Renee Septimus was raised by a housekeeper that took care of her and her siblings at an early age of one years old and left when Septimus was eighteen. Even though Vi, the housekeeper, did not live with them, she worked for them six days a week from 8:30 in the morning to 8:30 at night after dinner was made, served, and all cleaned up. Septimus made a revealing comment about how she felt growing up without her parents’ support; “I felt, even at a young age, that I did not come ‘first’ with my parents. I intuited that my grandmother and my father’s business were prioritized over me. I now believe that not feeling important, not feeling ‘first’ to my parents, was not good for my emotional development and contributed to my being a shy, insecure, timid child” (Septimus).
To get a better psychological understanding of Renee, Esmeralda, and the Iglesias children, I turned to deeper research.
A useful article I found by Uche Ikpa made many fair points brought up the fact that dangerous trends can form from by parents being absent in the raising of their children. “…you see parents leaving their children even when the child is still sleeping, and coming back in the night – sometimes when the child is in bed. I know these trends because I have worked as a nanny… You find parents who only want to have children, but avoid the responsibility of raising their children…Even the rich have excuses. They hire nannies and abandon their children for others to raise.” Ikpa goes on to then make the point of how allowing someone else to raise your child, especially during their crucial first five year of life, behind your back can lead to harmful effects. “For example when I was a nanny in California, I met a woman who was a nanny in the pack with a little baby. She was smoking heavily….The woman who has that baby may not have had time to check her references thoroughly, or she might have lied she does not smoke. The child was absorbing the whole smoke. After a little while, that child will develop lung problems or cancer.” Allowing another individual raise your child also allows your child to be raised under their habits, influences, and morals despite whether or not they match up with your own. (Ikpa)
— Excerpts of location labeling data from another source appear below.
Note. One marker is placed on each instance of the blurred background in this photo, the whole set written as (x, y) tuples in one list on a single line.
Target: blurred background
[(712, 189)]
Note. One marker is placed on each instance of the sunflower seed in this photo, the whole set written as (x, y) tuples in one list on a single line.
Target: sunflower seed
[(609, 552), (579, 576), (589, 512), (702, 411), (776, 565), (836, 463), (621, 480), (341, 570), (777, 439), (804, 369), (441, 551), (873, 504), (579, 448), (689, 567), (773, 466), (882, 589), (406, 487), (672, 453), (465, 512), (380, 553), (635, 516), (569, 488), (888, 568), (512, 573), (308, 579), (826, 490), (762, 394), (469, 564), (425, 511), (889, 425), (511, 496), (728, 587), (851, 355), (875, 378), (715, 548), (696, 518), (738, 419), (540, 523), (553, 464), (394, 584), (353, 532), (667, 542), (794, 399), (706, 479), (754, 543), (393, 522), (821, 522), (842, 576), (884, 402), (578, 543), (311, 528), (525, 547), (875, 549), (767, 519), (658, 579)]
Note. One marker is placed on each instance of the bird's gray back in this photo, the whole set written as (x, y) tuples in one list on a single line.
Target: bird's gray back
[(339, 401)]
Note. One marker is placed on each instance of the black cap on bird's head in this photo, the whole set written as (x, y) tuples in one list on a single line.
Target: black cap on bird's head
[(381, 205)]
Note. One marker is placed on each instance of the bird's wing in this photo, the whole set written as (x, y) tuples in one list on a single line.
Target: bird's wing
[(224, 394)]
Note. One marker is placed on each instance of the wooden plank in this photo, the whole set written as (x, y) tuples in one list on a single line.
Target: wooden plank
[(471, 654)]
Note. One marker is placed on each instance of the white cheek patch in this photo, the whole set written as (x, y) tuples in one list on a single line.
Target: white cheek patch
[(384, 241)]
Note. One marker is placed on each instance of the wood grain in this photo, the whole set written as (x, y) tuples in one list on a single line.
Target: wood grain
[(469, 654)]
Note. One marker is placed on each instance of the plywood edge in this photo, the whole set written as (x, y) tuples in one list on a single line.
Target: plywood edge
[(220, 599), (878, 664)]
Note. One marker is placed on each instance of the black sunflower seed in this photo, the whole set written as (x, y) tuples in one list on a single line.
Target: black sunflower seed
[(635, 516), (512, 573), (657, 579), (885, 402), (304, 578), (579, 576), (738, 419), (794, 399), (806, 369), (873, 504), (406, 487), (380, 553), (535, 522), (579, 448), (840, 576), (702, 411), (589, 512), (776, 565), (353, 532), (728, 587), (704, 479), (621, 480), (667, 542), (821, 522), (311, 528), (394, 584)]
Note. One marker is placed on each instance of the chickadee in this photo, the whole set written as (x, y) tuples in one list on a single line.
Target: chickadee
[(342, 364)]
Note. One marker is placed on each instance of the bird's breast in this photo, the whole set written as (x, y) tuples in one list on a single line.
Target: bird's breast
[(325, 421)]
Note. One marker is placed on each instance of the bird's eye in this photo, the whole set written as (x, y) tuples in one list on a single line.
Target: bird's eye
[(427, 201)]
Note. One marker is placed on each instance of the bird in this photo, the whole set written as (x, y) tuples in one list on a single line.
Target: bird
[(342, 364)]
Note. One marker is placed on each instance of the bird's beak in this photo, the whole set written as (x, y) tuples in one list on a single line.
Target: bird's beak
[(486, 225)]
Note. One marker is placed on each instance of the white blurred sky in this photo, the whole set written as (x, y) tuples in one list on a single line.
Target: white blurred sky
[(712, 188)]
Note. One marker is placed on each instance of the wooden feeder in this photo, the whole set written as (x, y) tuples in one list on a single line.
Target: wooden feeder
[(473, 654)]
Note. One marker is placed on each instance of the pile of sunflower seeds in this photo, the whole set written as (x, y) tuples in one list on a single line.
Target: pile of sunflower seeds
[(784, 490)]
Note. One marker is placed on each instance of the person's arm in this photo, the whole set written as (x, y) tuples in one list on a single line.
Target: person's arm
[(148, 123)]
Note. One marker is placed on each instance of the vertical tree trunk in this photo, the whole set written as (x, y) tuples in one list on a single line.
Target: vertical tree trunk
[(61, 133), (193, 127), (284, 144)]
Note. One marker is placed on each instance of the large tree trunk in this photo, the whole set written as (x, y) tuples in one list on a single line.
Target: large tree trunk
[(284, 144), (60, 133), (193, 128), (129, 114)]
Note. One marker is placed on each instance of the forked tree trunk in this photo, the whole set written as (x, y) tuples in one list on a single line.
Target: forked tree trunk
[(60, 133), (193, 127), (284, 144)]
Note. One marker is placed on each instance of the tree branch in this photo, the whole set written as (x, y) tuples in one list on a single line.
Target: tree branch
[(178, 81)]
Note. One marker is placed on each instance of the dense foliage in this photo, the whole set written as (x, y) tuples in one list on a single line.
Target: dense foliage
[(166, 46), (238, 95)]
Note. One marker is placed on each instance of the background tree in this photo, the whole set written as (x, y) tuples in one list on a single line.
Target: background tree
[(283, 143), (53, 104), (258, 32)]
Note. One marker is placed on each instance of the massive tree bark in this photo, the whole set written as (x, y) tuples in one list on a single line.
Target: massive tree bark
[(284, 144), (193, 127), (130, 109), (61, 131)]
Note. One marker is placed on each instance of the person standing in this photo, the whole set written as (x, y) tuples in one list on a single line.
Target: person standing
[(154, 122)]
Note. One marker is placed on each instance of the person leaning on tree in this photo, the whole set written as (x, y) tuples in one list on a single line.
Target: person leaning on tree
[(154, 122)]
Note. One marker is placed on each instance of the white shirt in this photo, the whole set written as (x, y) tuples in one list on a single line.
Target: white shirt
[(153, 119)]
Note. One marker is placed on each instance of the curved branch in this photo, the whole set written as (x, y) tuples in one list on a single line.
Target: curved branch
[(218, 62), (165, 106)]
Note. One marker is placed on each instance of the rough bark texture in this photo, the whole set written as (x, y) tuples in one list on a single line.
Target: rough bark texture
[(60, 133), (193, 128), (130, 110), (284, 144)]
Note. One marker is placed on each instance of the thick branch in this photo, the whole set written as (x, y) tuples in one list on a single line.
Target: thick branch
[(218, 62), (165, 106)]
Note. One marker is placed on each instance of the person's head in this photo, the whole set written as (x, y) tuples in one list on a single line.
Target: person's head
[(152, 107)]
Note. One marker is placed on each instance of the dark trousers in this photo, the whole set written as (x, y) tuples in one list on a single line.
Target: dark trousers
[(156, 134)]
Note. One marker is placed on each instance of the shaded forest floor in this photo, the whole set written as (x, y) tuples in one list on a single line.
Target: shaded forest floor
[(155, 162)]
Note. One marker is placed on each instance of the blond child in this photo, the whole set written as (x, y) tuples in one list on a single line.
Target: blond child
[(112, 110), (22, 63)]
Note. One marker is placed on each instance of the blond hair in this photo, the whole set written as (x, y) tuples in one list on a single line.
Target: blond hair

Ikpa then discussed the psychological effects of leaving your child with another individual. When one does not create a bond with his or her child, especially within infants and toddlers, that child will grow up with a hunger for attention in their adulthood. “Most children born today have no bonding to parents. They sense parents don’t care for them because they are not there for them, so they get bonded with peers outside the home, or anybody that can offer caring attitude and love. These are reasons why children join gangs, are abducted, killed and raped. It is their desire for bonding.” Even though parents think that leaving their children with another individual is how they show they are laboring to support them, in reality the best support they could have given them was their presence. (Ikpa)
In conclusion, I feel as though Esmeralda’s presence is a harmful aspect to the Iglesias family despite the fact she may have saved Ruben’s life by stitching up his cheek. No matter the circumstance or how much money a person has, the parents should be the one to raise a child, not matter how motherly, affectionate, and loving the nanny is, because in the end all children crave genuine attention from their parents, not from those who are paid to give it to them.
Ikpa, Uche. “Take Time to Raise Your Children: Don’t Leave Your Responsibility As Parents For Others to Do.” Cambridge Community Television. N.p., 31 Oct. 2013. Web. 09 Sept. 2015.
Septimus, Renee. “Do Kids Raised by Nannies Really Turn Out OK?” Kveller. N.p., 16 July 2012. Web. 09 Sept. 2015.